Pater was home when Leen arrived back from work. Before she had a chance to take off her shoes, Pater called to her. Inside, her parents sat next to each other at the table, neither of them in their usual spots, Mem with a cup of tea, Pater with a cup of coffee, and a bottle of nobeltje open between them. Both were smoking. There was an envelope on the table.
“Mail?” Leen asked. She pulled off her kerchief. “From who?”
Pater handed her the envelope. It was from Den Hague, from the immigration office. The space for the addressee was blank. There was no postmark.
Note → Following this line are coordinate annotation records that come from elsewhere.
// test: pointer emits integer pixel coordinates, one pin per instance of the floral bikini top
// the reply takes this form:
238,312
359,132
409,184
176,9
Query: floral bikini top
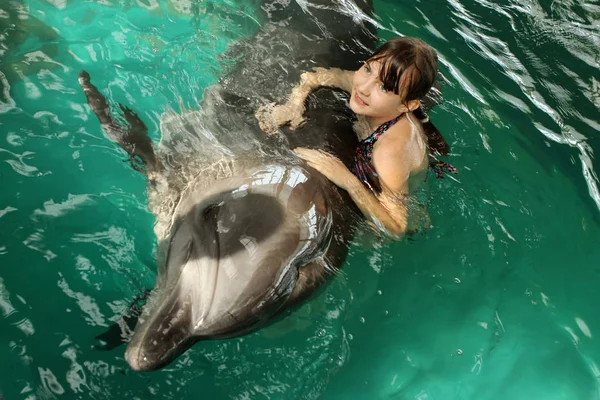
364,170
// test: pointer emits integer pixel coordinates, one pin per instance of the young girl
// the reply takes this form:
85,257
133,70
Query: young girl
392,157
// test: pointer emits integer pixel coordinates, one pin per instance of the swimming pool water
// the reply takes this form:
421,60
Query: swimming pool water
498,300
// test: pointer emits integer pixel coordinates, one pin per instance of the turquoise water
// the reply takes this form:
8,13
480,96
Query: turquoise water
497,301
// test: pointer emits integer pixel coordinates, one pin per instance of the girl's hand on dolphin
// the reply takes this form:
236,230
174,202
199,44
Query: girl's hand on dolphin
271,116
329,166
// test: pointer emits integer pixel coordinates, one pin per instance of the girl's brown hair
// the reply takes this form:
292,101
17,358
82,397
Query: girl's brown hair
408,67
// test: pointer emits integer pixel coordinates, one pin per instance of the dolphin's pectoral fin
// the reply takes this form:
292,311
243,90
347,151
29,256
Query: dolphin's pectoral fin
132,136
120,332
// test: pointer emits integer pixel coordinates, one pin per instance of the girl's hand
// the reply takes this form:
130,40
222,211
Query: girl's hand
329,166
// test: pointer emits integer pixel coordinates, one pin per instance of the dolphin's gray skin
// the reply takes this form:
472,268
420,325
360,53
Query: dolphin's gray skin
245,230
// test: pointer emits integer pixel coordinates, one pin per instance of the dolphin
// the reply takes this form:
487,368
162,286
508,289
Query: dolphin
245,229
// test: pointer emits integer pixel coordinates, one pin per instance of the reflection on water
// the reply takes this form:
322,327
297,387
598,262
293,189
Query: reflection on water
496,301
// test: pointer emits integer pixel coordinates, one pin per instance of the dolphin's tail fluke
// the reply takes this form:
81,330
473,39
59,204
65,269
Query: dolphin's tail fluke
132,136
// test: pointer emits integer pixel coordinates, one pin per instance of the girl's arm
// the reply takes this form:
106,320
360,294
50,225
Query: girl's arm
271,116
387,210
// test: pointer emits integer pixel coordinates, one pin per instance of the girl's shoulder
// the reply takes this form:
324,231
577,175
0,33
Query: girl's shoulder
404,141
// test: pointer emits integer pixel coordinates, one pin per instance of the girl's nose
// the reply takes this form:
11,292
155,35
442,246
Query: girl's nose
365,87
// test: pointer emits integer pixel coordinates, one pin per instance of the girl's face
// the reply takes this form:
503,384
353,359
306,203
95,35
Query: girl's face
370,99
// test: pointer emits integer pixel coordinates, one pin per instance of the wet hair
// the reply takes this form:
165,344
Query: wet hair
408,67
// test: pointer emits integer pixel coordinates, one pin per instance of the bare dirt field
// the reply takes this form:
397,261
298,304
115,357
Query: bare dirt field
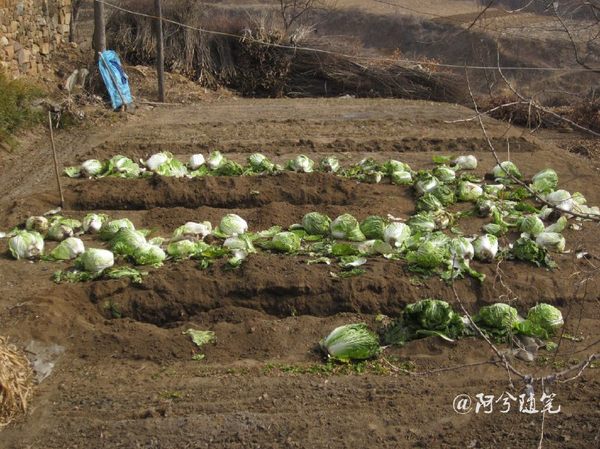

She opened it, finding an official letter written to her and several other folded sheets. Her name occupied a single line. It began, “Dear Leentje De Graaf.” There was a word: approved.
“Pater,” she said. She held the letter out and she stared at it. She touched the envelope. These were papers. She was holding her papers.
“I went to Den Hague today, drove all the way there and back.” He put his hand over Mem’s and his voice was soft. “We talked about it last night, stayed up later than we should’ve–”
“Someone from this family should go,” Mem interrupted. Her voice was loud with effort and decision. She made a fist and bumped the tabletop lightly to emphasize her words.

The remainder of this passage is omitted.